String implementations

Sat Jan 19 23:35:21 PST 2008

Janice Caron:
> Also, isn't perl an interpreted language? You can get away with a lot
> more in an interpreted language, but you pay the price in speed.

I'm not a Perl expert, and I don't know how well Perl manages Unicode (maybe Python manages Unicode better than Perl), but Perl was designed to process text, so if you process strings you will find that Perl is pretty *fast*, it's easy to write Perl programs that process text faster (and in a more flexible way) than C++ ones... (Note that Python 3.0 will manage unicode strings as default).

For example if you use Python dicts (AAs) with strings they seem faster than current DMD AAs, and probably that's true for Perl ones too. This was a tiny example:
http://www.digitalmars.com/webnews/newsgroups.php?art_group=digitalmars.D&article_id=57986

Perl and Python have GC that is well refined, so it may be faster than the current DMD GC if you manage lot of strings, this was an example where D was slower than Py too:
http://www.digitalmars.com/webnews/newsgroups.php?art_group=digitalmars.D&article_id=62369

With Python you can also use Psyco, that's a JIT, to speed it up, etc. Psyco uses tricks to avoid actually copying strings and string slices in most cases, because Python strings are immutables (Python copies them when you perform a slice), like D too does.

REs in current DMD are *way* slower than Perl/Python/Tcl ones, etc. Some time ago I have found a situation where the RE sub() of D looks O(n^2):
http://shootout.alioth.debian.org/gp4/benchmark.php?test=regexdna&lang=dlang&id=4

String methods of Python are written in a really refined C, like this one:
http://effbot.org/zone/stringlib.htm
And they are usually faster than the not-refined versions you can find in the current Phobos. I have implemented and I use a fastJoin an xsplit, etc, faster then the Phobos ones.

The built-in sort of Python is the Timsort, that's way faster than the D built-in (I have written a rather simple sort that is up to 3 times faster than the built in in D, and it's always faster no matter what data I use).

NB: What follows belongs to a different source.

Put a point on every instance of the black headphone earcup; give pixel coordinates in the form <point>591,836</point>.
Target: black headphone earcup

Now and then the text I/O on disk of the current DMD is slower than Python, this comes from some of my benchmarks.

I know all those parts of DMD can be improved later. When you create a new language you can't (and you don't want to) optimize every little bit (because it may be premature optimization), optimizazion must come later, so I understand Walter in this regard. But all this is just to show you that if today you have to process lot of text in a very flexible way it's not easy to beat the languages like Perl (but Python/Ruby/Tcl too. Ruby is less good than Python for Unicode texts, I think) designed for it.

If you take a look near the bottom of this thread:
http://groups.google.com/group/comp.lang.python/browse_thread/thread/0b3ded6d0f494d06/0068cb1406ab9e4c
you can see that I'd like to use D to speed up some text-processing-related bioinformatics scripts of mine, but often I find that the Python programs are faster for that purpose ;-)

Bye,
bearophile